Most arrests in sexual assault cases occur before crime laboratory results are available, a new study found, suggesting that DNA testing may influence arrests in just a small number of cases.
The paper is among the first studies to examine the impact of DNA on sexual assault arrest rates, although the researchers said the findings should be interpreted cautiously because of the small sample size of cases used in key analyses.
In the study, researchers examined biological evidence in 528 sexual assault cases that occurred in Massachusetts between 2008 and 2010. Drawn from a statewide database, the sample included incidents involving a victim age 12 or older on which a medical examination was performed and a crime laboratory report was provided to police.
The vast majority of arrests - more than 91 percent - occurred before biological evidence was processed by crime laboratories and reports were available to police investigators, according to lead author Theodore P. Cross from the University of Illinois.
"When arrests are made, they're generally made fairly quickly, most within a day or two based on the victim report and the police investigation," Cross said. "There was only a small sample of arrests - slightly more than 2 percent - that occurred after the crime lab was able to analyze the biological sample. This illustrates some of the limitations of biological evidence because most arrests really do occur well before the crime lab analyzes the data."
Most of the evidence kits reached the crime laboratory about eight days after victims' examinations. The lab's median turnaround time from the kits' arrival until the results were reported to police was 43 days, the researchers found.
The findings suggest that "improvements in recovering biological evidence may have only modest effects on arrest rates, except in a small number of cases in which DNA evidence may become the determining factor because assailants cannot be identified without it," Cross said.

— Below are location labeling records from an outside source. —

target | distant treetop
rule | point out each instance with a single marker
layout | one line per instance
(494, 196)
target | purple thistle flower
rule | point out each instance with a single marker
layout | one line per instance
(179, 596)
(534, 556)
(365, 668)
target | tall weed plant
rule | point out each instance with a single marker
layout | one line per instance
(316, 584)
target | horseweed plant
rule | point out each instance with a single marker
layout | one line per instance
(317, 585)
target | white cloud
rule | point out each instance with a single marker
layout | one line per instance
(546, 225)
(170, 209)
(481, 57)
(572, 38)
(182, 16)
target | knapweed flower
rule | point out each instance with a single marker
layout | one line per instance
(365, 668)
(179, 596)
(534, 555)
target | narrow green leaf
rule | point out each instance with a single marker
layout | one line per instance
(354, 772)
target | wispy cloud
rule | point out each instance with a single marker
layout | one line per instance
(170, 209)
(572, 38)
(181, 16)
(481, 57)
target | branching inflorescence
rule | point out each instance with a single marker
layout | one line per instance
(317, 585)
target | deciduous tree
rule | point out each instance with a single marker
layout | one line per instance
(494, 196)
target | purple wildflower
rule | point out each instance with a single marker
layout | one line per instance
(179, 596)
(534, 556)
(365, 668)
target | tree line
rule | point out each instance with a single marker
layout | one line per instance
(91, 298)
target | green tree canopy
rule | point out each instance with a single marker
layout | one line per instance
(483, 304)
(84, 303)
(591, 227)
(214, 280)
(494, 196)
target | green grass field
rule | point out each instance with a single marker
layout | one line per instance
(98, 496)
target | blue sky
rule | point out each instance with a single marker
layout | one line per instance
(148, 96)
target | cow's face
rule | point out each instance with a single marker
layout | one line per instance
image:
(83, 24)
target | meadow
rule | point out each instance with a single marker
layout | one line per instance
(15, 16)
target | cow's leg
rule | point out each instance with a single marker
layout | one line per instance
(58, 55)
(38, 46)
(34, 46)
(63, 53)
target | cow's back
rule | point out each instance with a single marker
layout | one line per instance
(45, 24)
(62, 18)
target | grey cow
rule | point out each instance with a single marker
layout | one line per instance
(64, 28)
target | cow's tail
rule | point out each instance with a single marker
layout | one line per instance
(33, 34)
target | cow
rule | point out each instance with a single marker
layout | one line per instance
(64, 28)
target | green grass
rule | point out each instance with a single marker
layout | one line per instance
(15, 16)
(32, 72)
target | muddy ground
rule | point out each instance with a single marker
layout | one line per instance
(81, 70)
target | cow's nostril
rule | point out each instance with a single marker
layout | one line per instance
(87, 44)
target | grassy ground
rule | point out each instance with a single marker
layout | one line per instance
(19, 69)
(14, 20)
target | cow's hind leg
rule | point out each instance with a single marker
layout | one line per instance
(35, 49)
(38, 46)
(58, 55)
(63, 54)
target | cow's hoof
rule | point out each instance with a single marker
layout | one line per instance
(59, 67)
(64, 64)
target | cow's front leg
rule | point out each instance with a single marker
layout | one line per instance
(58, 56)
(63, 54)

Biological evidence is rarely used alone to substantiate a case but rather as one component in an array of evidence, Cross said. "We need to do more of a process analysis on those cases in which biological evidence really does have an impact to understand better how police and prosecutors really use it."
If advances in recovering and extracting biological samples enable the identification of more serial perpetrators, biological evidence could begin to have a more significant impact on arrest rates in the future, Cross said.
"I think our findings help justify the investment that's been made in forensic technology, but they also make it clear the biological evidence is not going to be a panacea, and you need to make investments in other areas that could improve the criminal justice response."
The study is published online by the Journal of Interpersonal Violence.